Когда я проучилась там несколько месяцев, опять случилось большое недоразумение. Однажды по школе дежурила сестра Мерседес. Молоденькая, ласковая – наверно, в ее прошлом была трагическая любовь. Скорее всего, он был летчик и погиб на войне… Когда мы проходили парами мимо сестры Мерседес, она дотронулась до моего горба и шепнула: “Дитя мое, ты несешь тяжкий крест”. Откуда ж ей было знать, что я успела сделаться религиозной фанатичкой и ее невинные слова убедят меня, что я предназначена нашему Спасителю?
(Ох, кстати, о матерях. На днях в автобус села мать с маленьким сыном. Она, очевидно, работает и, очевидно, забрала ребенка из садика после работы, она устала, но рада видеть сына, и вот она его расспрашивает, а он рассказывает обо всем, чем сегодня занимался. “Ты у меня особенный!” – восклицает мать, обнимая его. А мальчик: “Особенный? Значит, я дебил?!” На ресницах у него повисают огромные слезы, он весь дрожит от ужаса, а мать продолжает широко улыбаться – совсем как я тогда утром с птичками.)
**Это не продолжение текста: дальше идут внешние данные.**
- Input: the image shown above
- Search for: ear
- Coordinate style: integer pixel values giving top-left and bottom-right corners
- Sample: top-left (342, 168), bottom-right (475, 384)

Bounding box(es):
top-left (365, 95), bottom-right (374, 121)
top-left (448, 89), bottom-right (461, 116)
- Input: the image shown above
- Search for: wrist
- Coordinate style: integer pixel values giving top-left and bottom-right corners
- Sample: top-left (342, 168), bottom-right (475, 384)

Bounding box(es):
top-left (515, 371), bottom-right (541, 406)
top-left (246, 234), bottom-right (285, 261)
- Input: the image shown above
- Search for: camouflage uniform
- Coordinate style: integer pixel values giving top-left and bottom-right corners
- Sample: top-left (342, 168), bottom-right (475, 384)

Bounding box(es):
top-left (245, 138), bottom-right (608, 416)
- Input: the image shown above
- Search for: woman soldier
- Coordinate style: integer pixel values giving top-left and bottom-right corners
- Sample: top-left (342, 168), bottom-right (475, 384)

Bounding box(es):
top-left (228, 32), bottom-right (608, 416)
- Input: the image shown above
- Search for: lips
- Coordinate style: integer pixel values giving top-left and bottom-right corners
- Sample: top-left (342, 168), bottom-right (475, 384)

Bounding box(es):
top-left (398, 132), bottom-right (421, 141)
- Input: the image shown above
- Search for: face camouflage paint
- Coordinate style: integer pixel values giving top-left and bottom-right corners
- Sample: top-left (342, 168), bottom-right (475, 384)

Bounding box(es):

В тот день на детской площадке я поняла, что никогда в жизни не войду в мир других. Не просто “не впишусь”, меня даже не впустят. В углу площадки две девочки крутили тяжелую скакалку, а остальные, красивые, розовощекие, поочередно проскакивали под веревкой: прыг-скок, и вовремя отскок назад, и снова в очередь. Топ-топ, ни одна не сбивалась с ритма. Посреди площадки была карусель с круглым сиденьем, которое головокружительно, беззаботно вертелось, никогда не останавливаясь, но хохочущие дети вскакивали на него и снова соскакивали, и не только не падали, а мчались дальше так же стремительно. Повсюду вокруг меня на площадке царили синхронность и симметрия. Две монахини: четки щелкают в унисон, аккуратные головки слаженно кивают детям. Мяч энергично стучит по бетону, дюжина мататенас подбрасывается и тут же подхватывается одним взмахом маленькой ручонки. Хлоп-хлоп-хлоп: эти девочки заняты замысловатыми, дико сложными играми в ладошки. “Собака прибежала, хозяину сказала. Хлоп-хлоп”. Я слонялась по площадке, не просто неспособная войти в их мир, но, казалось, невидимая, что было по-своему даже хорошо. Решила сбежать – завернула за угол школьного здания, где с кухни слышались смех и звяканье. Угол отгораживал меня от детской площадки, а приветливый смех в кухне успокаивал. Правда, туда мне тоже было нельзя. Но вдруг визг, крик, голос одной из монахинь: “Ой, разве я смогу, я ни за что не смогу”, и тут я смекнула: почему бы мне не зайти на кухню – монахиня ведь всего-навсего не может вынуть мышь из мышеловки. “Давайте я это сделаю”, – предложила я. И монахини так обрадовались, что даже ничего не сказали насчет того, что я вломилась в кухню, только одна шепнула другой: “Протестантка”.